Tuesday, June 12, 2018

Monday, June 04, 2018

Green-winged Teal, Deeping Lakes LWT, Lincs

A self-found tick for me, this lovely drake was a bit of a surprise yesterday evening. It is the first Green-winged teal I have seen in the PBC area since 2010 when John Saunders found one for the second year running at Maxey pits. Prior to that, GWTs were almost annual and it seems likely that we were seeing returning birds each year (as the Maxey bird probably was), rather than new birds each year. Anyhow, that takes my PBC year list up to 178.
Incidentally, in addition to the obvious 'vertical' white flank lines (and the absence of a Teal's 'horizontal' scapular line, this drake GWT also showed: the more subtle, pale lines bordering the dark green face line (much clearer on typical Teal, particularly the upper line); what appeared to be a more pointed rear to the head (I am not sure if this is a consistent feature); and a paler undertail region (pale buff rather than yellow; again this may be individual variation). The views were not close enough to analyse the density of the vermiculations of the 'grey' flanks.

Thursday, May 24, 2018

Wednesday, May 23, 2018

Monday, May 14, 2018

Some weekend highlights

Black Tern, Baston & Langtoft pits (Lincs), 'wader pit', 12.5.18
Corn Bunting, Blackbush, Cambs, 12.5.18
Grey Partridge, Blackbush, Cambs, 12.5.18
Red Fox and cub, Blackbush, Cambs, 12.5.18
Knot, with Dunlin, Ringed Plover, Little Ringed Plover and Black-headed Gulls, Baston & Langtoft pits (Lincs), 'wader pit', 13.5.18

Tuesday, May 08, 2018

Key janglers

Corn Buntings, Blackbush, near Whittlesey

Thursday, May 03, 2018

Monday, April 30, 2018

Black-winged Stilt, Eldernell

This bird was found by the Cambs bird race team of Mark Hawkes and his crew on Saturday morning (28.4.18).

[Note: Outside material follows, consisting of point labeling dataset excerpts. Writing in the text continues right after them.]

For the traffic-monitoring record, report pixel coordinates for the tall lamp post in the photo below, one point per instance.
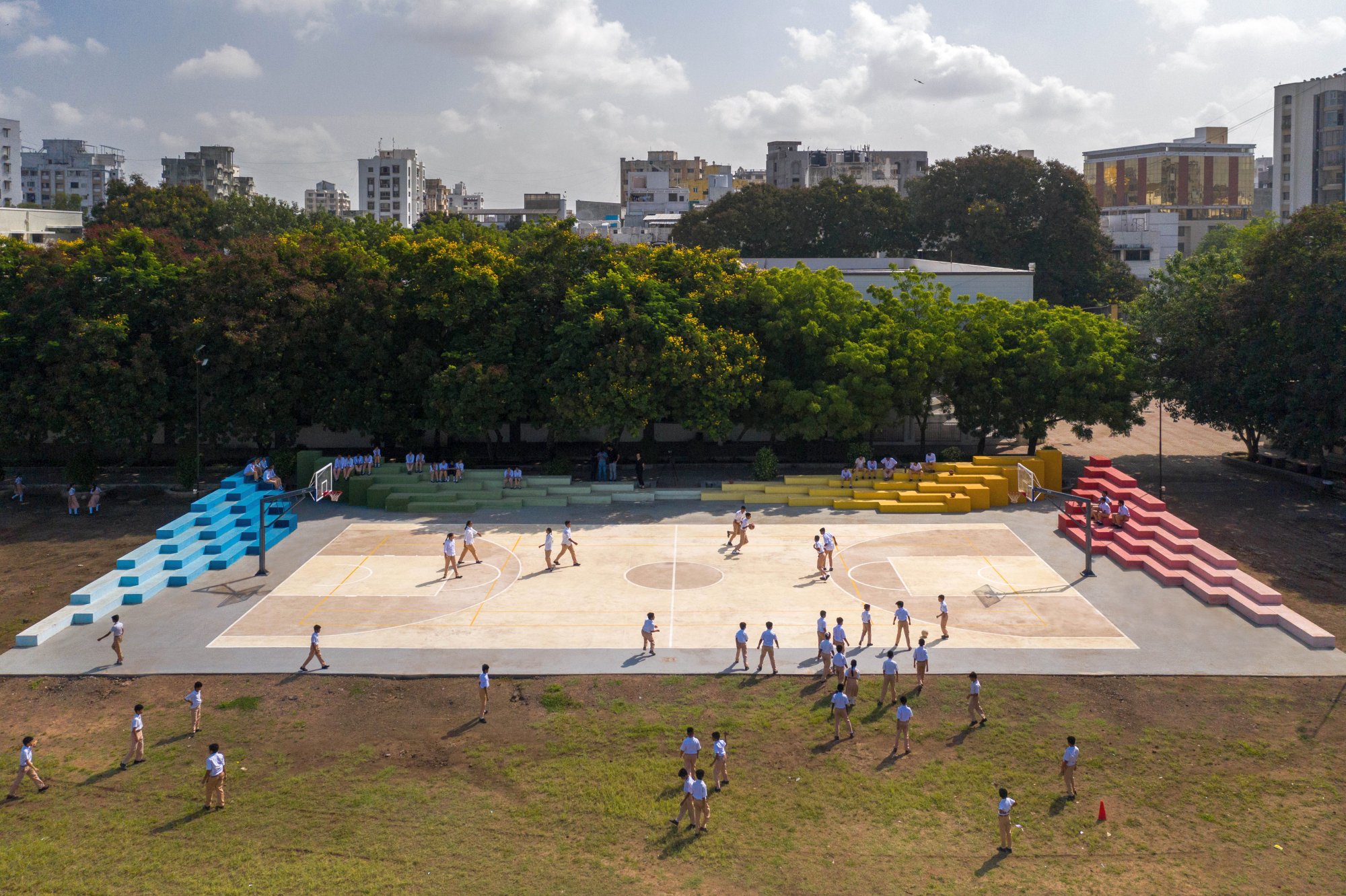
(201, 363)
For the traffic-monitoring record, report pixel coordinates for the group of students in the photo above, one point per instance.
(439, 470)
(869, 469)
(213, 781)
(1107, 513)
(348, 466)
(260, 470)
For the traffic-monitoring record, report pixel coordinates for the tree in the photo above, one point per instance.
(834, 220)
(995, 208)
(1208, 361)
(1294, 311)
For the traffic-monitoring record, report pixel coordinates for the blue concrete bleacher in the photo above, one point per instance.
(219, 529)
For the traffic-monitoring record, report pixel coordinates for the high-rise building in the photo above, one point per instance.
(392, 186)
(212, 169)
(1205, 180)
(788, 166)
(11, 150)
(71, 169)
(1310, 127)
(683, 173)
(326, 197)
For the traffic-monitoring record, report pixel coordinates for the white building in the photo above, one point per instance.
(72, 169)
(649, 193)
(326, 197)
(1010, 285)
(212, 169)
(1143, 237)
(41, 227)
(788, 166)
(11, 150)
(392, 186)
(1309, 131)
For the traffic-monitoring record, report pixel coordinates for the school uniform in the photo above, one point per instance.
(216, 780)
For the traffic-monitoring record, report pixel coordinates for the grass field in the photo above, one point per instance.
(349, 785)
(344, 785)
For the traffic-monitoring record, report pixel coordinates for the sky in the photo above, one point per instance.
(531, 96)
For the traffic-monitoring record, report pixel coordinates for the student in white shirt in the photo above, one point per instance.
(826, 653)
(686, 808)
(890, 679)
(1069, 761)
(841, 712)
(904, 716)
(567, 546)
(137, 754)
(690, 750)
(719, 750)
(701, 802)
(904, 621)
(839, 667)
(26, 769)
(648, 630)
(547, 550)
(470, 543)
(1003, 819)
(215, 778)
(921, 660)
(830, 544)
(314, 650)
(975, 702)
(768, 644)
(450, 551)
(839, 638)
(484, 688)
(194, 704)
(116, 634)
(736, 525)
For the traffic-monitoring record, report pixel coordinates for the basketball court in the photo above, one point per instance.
(380, 586)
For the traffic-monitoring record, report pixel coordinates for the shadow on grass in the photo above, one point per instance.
(178, 823)
(462, 730)
(165, 742)
(990, 864)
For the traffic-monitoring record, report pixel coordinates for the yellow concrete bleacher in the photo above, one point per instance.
(987, 481)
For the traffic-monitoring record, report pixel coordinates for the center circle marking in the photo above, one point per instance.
(678, 576)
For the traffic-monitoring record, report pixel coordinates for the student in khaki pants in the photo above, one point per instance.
(137, 754)
(215, 778)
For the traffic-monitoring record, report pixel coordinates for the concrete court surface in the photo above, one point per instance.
(374, 581)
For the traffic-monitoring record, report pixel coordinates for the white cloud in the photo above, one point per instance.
(37, 48)
(542, 50)
(897, 68)
(260, 139)
(67, 115)
(21, 14)
(812, 46)
(225, 63)
(1213, 45)
(1174, 14)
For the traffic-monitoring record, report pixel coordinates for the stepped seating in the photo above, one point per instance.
(1173, 552)
(219, 529)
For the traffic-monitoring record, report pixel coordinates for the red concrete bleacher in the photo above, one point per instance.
(1173, 552)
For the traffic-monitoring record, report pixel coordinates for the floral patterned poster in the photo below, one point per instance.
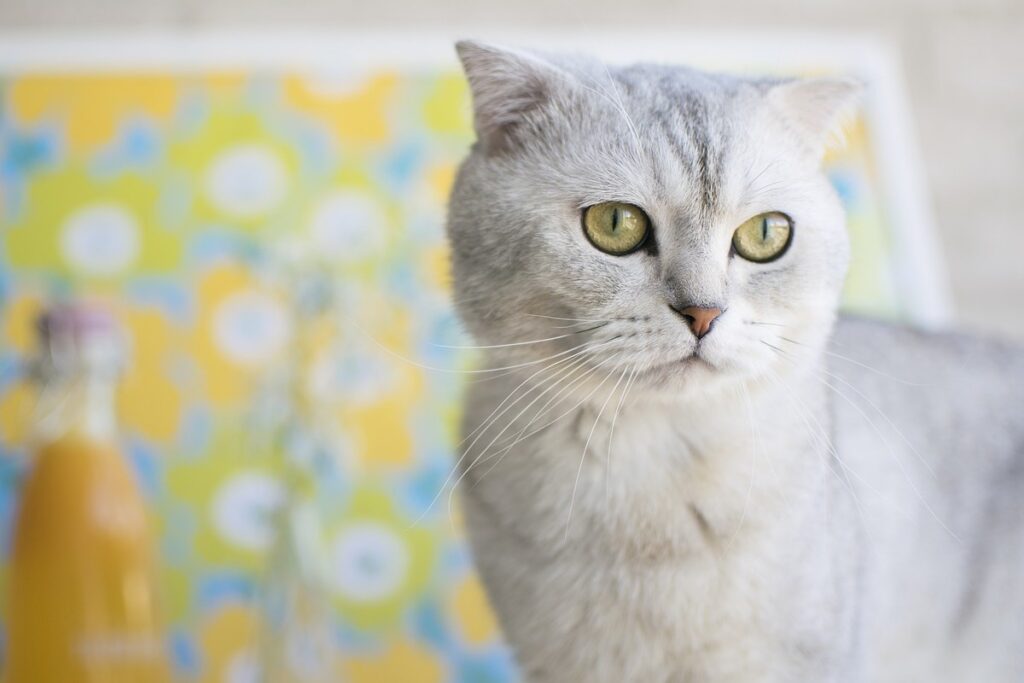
(171, 195)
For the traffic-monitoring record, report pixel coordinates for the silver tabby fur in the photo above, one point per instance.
(797, 497)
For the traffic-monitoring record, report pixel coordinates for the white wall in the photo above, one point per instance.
(964, 61)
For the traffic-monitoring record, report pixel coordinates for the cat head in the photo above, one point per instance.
(657, 220)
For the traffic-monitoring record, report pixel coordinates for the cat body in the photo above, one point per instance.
(768, 497)
(717, 551)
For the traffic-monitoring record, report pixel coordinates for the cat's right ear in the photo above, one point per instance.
(506, 86)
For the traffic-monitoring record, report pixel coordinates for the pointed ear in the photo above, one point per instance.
(818, 108)
(506, 85)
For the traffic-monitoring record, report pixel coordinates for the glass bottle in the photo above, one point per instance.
(82, 604)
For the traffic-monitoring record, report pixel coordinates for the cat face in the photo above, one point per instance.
(651, 220)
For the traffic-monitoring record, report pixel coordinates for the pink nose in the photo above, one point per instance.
(699, 318)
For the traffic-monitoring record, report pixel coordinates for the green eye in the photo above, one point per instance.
(763, 238)
(614, 227)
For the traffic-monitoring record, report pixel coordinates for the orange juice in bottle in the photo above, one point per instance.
(81, 597)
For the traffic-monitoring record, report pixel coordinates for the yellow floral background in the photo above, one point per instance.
(170, 197)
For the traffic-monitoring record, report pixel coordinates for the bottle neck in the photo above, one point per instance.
(81, 401)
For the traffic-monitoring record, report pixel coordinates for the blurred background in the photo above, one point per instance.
(255, 194)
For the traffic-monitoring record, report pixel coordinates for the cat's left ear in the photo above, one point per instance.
(506, 85)
(818, 108)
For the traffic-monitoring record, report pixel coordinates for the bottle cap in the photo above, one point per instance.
(80, 336)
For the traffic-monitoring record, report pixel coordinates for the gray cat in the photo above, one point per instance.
(680, 465)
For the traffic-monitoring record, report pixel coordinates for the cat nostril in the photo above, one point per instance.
(699, 318)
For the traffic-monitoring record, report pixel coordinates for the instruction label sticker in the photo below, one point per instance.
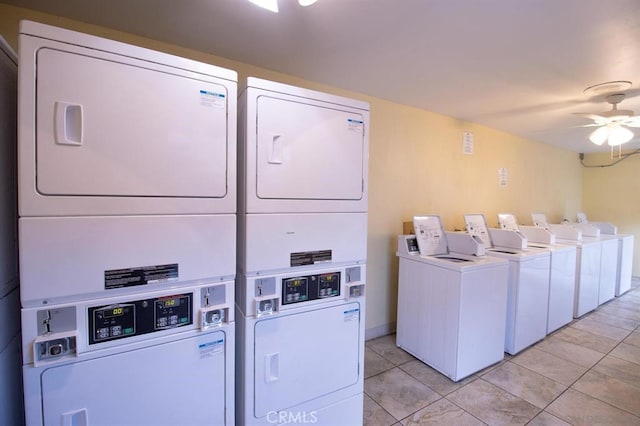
(212, 99)
(351, 314)
(355, 125)
(310, 257)
(209, 349)
(130, 277)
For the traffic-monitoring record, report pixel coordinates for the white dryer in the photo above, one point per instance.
(451, 307)
(625, 252)
(10, 381)
(162, 358)
(302, 241)
(562, 276)
(126, 167)
(127, 232)
(529, 271)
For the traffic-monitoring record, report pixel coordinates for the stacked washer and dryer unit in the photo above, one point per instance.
(302, 239)
(10, 377)
(127, 223)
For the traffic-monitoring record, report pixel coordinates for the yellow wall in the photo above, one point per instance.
(416, 167)
(610, 194)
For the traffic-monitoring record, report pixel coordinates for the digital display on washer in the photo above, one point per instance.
(310, 287)
(133, 318)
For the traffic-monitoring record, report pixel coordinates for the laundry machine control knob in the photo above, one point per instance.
(55, 350)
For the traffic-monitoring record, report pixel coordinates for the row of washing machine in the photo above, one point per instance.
(169, 275)
(466, 298)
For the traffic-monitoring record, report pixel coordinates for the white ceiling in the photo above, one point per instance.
(515, 65)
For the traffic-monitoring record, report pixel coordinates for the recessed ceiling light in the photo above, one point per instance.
(271, 5)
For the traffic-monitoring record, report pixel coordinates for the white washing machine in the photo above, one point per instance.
(608, 260)
(625, 252)
(302, 240)
(10, 380)
(127, 206)
(588, 254)
(562, 274)
(451, 307)
(163, 358)
(528, 293)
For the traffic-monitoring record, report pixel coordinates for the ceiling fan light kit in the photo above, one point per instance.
(272, 5)
(613, 124)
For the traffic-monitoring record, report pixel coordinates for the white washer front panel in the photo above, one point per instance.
(625, 263)
(304, 356)
(608, 268)
(64, 258)
(167, 384)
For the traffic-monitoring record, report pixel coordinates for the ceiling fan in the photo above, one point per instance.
(612, 125)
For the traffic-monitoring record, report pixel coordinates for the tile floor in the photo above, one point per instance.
(587, 373)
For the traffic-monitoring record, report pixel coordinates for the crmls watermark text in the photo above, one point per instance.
(292, 417)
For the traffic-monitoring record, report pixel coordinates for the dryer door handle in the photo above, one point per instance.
(75, 418)
(275, 149)
(272, 367)
(68, 123)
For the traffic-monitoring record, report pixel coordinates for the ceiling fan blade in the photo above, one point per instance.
(588, 125)
(594, 117)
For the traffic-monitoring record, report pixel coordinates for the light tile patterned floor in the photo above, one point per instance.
(587, 373)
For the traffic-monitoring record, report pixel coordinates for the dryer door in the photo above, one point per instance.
(309, 152)
(141, 387)
(112, 126)
(303, 356)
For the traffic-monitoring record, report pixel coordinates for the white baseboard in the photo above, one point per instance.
(379, 331)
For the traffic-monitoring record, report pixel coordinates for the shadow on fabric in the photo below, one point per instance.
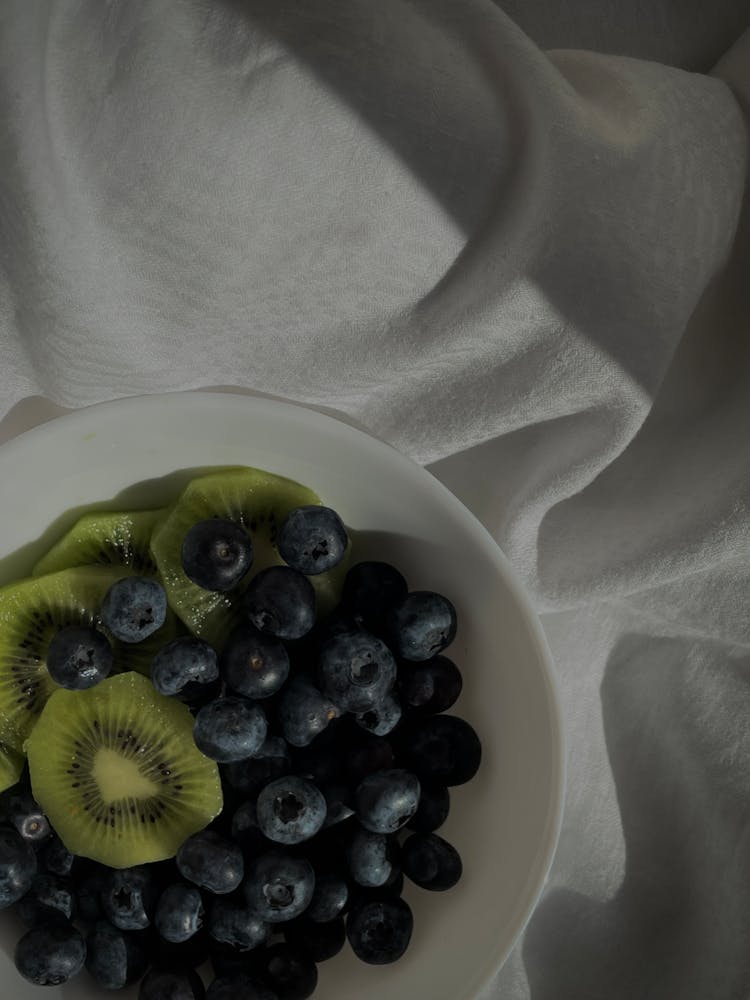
(679, 747)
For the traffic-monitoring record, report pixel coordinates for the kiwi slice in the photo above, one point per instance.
(259, 501)
(105, 538)
(117, 772)
(31, 612)
(11, 766)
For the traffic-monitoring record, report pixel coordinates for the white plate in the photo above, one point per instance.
(505, 822)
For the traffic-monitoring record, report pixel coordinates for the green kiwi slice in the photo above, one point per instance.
(11, 766)
(257, 500)
(105, 538)
(117, 772)
(31, 612)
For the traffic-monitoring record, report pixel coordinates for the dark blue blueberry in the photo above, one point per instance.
(382, 718)
(163, 984)
(280, 601)
(304, 712)
(179, 913)
(233, 923)
(134, 608)
(79, 657)
(432, 686)
(129, 897)
(368, 755)
(18, 866)
(245, 829)
(312, 539)
(379, 930)
(55, 857)
(48, 897)
(216, 554)
(430, 861)
(269, 762)
(114, 958)
(238, 987)
(338, 797)
(51, 953)
(432, 811)
(370, 857)
(185, 667)
(386, 800)
(211, 861)
(370, 590)
(253, 664)
(330, 897)
(279, 886)
(230, 729)
(356, 670)
(290, 810)
(90, 879)
(288, 972)
(27, 817)
(442, 749)
(421, 625)
(318, 941)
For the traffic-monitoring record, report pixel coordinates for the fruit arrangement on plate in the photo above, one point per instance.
(222, 738)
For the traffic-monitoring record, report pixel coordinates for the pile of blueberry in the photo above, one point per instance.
(336, 764)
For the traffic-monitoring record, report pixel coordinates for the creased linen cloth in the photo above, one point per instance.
(525, 269)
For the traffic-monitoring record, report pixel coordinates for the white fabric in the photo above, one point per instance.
(526, 269)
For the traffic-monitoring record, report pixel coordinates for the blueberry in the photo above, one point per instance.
(442, 749)
(162, 984)
(233, 923)
(55, 857)
(79, 657)
(280, 601)
(184, 668)
(386, 800)
(304, 712)
(329, 898)
(129, 897)
(288, 972)
(270, 761)
(134, 608)
(279, 886)
(230, 729)
(370, 857)
(356, 670)
(245, 829)
(430, 861)
(318, 941)
(379, 930)
(211, 861)
(51, 953)
(179, 913)
(370, 590)
(370, 754)
(253, 664)
(432, 686)
(238, 987)
(18, 866)
(90, 880)
(216, 554)
(28, 819)
(290, 810)
(421, 625)
(312, 539)
(114, 958)
(48, 897)
(382, 718)
(432, 811)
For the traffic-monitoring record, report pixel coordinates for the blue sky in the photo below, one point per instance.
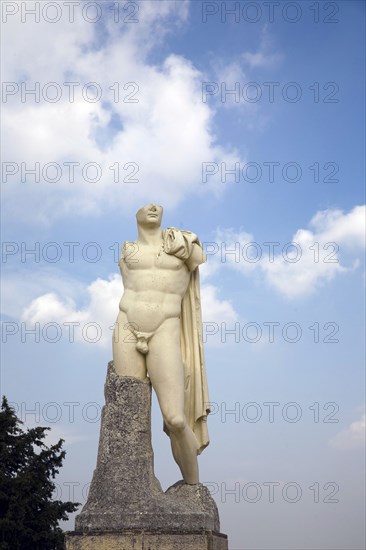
(177, 140)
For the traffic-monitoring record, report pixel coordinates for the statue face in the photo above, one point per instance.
(150, 215)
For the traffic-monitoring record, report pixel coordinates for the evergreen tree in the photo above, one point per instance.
(28, 515)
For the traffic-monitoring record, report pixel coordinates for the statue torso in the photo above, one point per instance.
(154, 285)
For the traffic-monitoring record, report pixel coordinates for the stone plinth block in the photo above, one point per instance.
(124, 492)
(129, 540)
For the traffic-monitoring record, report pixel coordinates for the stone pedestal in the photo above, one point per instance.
(126, 507)
(129, 540)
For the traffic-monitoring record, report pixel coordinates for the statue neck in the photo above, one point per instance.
(151, 236)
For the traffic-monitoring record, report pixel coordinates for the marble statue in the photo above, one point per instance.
(158, 332)
(157, 343)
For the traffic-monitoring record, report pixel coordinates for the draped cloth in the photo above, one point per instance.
(180, 244)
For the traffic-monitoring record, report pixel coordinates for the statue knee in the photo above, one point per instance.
(176, 423)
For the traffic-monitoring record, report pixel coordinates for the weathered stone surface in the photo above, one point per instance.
(124, 492)
(129, 540)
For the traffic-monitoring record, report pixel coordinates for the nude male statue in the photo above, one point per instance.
(158, 331)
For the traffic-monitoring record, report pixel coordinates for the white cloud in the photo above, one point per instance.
(315, 258)
(167, 133)
(100, 311)
(102, 307)
(352, 437)
(215, 310)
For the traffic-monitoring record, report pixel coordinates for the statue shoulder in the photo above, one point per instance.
(128, 250)
(185, 245)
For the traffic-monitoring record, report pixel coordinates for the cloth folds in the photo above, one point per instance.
(180, 243)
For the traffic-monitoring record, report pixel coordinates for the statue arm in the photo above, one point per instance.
(196, 258)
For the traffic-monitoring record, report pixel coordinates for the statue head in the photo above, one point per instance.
(150, 216)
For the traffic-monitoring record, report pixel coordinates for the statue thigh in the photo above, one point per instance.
(165, 369)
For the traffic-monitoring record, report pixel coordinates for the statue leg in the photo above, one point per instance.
(165, 368)
(127, 360)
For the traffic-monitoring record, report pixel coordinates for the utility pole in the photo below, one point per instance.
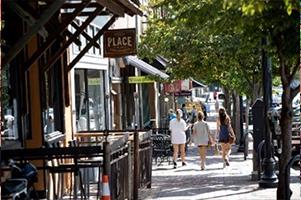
(241, 147)
(268, 178)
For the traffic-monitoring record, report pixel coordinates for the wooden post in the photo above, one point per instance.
(107, 156)
(136, 163)
(129, 169)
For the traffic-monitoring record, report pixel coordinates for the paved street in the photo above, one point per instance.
(216, 182)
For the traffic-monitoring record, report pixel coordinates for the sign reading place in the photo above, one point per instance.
(119, 42)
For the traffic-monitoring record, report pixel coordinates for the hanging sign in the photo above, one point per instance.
(119, 42)
(140, 79)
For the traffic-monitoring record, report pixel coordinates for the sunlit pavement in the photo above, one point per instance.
(215, 182)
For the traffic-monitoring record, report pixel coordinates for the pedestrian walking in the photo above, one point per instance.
(216, 104)
(204, 109)
(224, 131)
(202, 137)
(193, 115)
(184, 112)
(171, 115)
(178, 137)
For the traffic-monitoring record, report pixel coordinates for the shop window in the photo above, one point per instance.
(52, 101)
(9, 125)
(89, 100)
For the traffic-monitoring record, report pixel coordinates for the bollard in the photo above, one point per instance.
(136, 163)
(287, 190)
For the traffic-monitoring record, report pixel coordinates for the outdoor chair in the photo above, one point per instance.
(162, 148)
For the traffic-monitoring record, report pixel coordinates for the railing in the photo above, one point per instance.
(287, 190)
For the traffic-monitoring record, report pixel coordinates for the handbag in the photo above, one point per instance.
(232, 137)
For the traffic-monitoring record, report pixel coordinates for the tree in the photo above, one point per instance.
(202, 39)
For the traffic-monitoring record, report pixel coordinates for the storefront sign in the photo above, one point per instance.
(119, 42)
(140, 79)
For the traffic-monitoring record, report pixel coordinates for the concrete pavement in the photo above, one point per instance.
(215, 182)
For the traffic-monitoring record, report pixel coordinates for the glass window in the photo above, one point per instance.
(52, 101)
(89, 99)
(9, 104)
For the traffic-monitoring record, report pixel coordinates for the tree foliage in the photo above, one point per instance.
(219, 41)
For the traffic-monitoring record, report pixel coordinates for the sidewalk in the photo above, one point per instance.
(218, 183)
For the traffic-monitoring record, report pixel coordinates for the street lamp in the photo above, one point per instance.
(268, 178)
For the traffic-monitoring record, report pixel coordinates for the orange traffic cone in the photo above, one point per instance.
(106, 195)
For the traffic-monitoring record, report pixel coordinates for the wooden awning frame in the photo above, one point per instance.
(118, 8)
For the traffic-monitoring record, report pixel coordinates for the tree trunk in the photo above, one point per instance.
(247, 111)
(227, 102)
(237, 118)
(286, 137)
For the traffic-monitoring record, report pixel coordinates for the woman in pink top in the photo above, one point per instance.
(178, 138)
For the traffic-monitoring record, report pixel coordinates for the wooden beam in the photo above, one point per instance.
(76, 5)
(85, 34)
(33, 30)
(50, 40)
(90, 44)
(86, 13)
(24, 10)
(65, 45)
(131, 7)
(112, 7)
(25, 15)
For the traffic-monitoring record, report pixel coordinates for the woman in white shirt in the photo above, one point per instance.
(178, 127)
(201, 137)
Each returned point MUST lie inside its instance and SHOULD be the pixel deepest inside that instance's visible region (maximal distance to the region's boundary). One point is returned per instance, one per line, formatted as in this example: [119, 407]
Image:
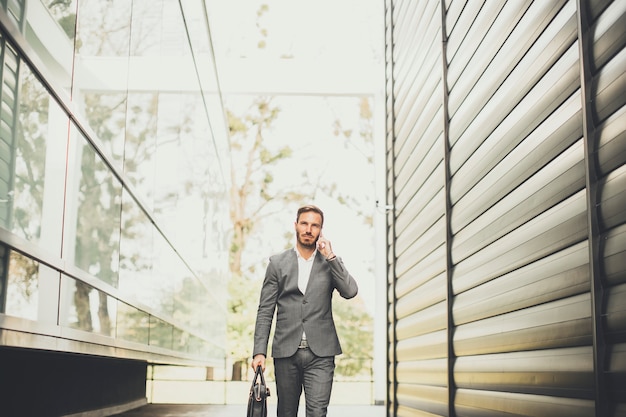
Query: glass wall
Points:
[113, 203]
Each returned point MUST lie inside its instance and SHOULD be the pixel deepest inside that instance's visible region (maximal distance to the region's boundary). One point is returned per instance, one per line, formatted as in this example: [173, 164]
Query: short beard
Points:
[307, 245]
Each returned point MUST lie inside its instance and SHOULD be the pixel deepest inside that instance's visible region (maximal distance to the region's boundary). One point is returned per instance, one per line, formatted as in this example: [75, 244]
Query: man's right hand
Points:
[258, 360]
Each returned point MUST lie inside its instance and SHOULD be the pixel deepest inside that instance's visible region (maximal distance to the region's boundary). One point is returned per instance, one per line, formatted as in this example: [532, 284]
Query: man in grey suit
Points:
[298, 286]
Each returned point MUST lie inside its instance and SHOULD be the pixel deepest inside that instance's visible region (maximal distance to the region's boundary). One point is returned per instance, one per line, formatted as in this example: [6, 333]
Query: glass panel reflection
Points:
[132, 324]
[136, 251]
[101, 70]
[161, 333]
[33, 155]
[98, 217]
[86, 308]
[22, 285]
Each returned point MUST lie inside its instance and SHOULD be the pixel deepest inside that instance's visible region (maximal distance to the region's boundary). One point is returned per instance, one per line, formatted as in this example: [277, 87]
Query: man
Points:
[299, 284]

I have been saying for the last few weeks that the flooded fields of Eldernell have been looking like they were going to be ripe for a stilt at around the end of April. This is the fourth time I have seen stilts in the Peterborough area.
The previous occasions (and dates) were:
Maxey Pits, 1 bird, 26 April 2009,
High Wash, Nene Washes, 2 birds, 17 April 2015,
March Farmers, Nene Washes, 5 birds, 29 April 2017

So, it would appear that late April is good time for them around here. The current Eldernell bird was unusual in that it actually stayed overnight, and these photos were taken on 29.4.18. I don't know if it is still present today, but it certainly favoured a particular spot on the washes. On Saturday morning John Saunders and I watched it being pestered and pursued by a Black-headed Gull and it appeared to fly strongly north. We assumed it had gone for good, but it was back in the same little area within half and hour or so.
Let's hope it stays until the weekend when our mob are doing a Big Day around the PBC area.
By the way, it may look like it only has one leg in these photos, but it was just that it was sleeping with the other tucked up when the Grey Heron came fishing nearby and flushed it. Its other leg looked fine (as in the bottom photo)! I believe that dark cap and dark back makes it a male. It also has a pinkish flush to the breast. It is not easy to see from these photos, but it has a grey nape, at the base of which were dark splodges, just above the 'shoulders'. This pattern and the missing feather in the left wing at the join between the primaries and secondaries should make this particular individual easy to track, if seen again...

Tuesday, April 24, 2018

Thrice Bittern

The golden, bright blue lored male puffs himself up and reveals his pale epaulettes to impress the sky-pointing female
Left to right: brighter, 'dominant' male; rival male in puffed-up display mode; the female

The 'rival male' (greyish lores) sneaks off to fish away from the reeds
At the weekend I happened upon some incredible Bittern action. To cut a long story short, on Saturday: I watched a male Bittern boom for the first time in my life. I saw that male Bitterns have bright blue lores, and females greenish-buff lores. I watched a male Bittern puff himself up, reveal his whitish epaulettes, erect his crest and flirt with a female. I even watched the male booming while standing six inches from the female. They did everything but mate.
On Sunday: a third, probably younger male (paler plumage, greyer lores) joined the action, flirting with the same female, until gently seen off by the golden, blue-lored male. I watched both the younger and the brighter male booming. I saw all three Bitterns fishing; the 'younger' male even caught and ate a fish while the brighter male stood watching, only about 7m away from him.
Then an Otter turned up, spooked the three Bitterns into the open and later came back and fished in the same ditch.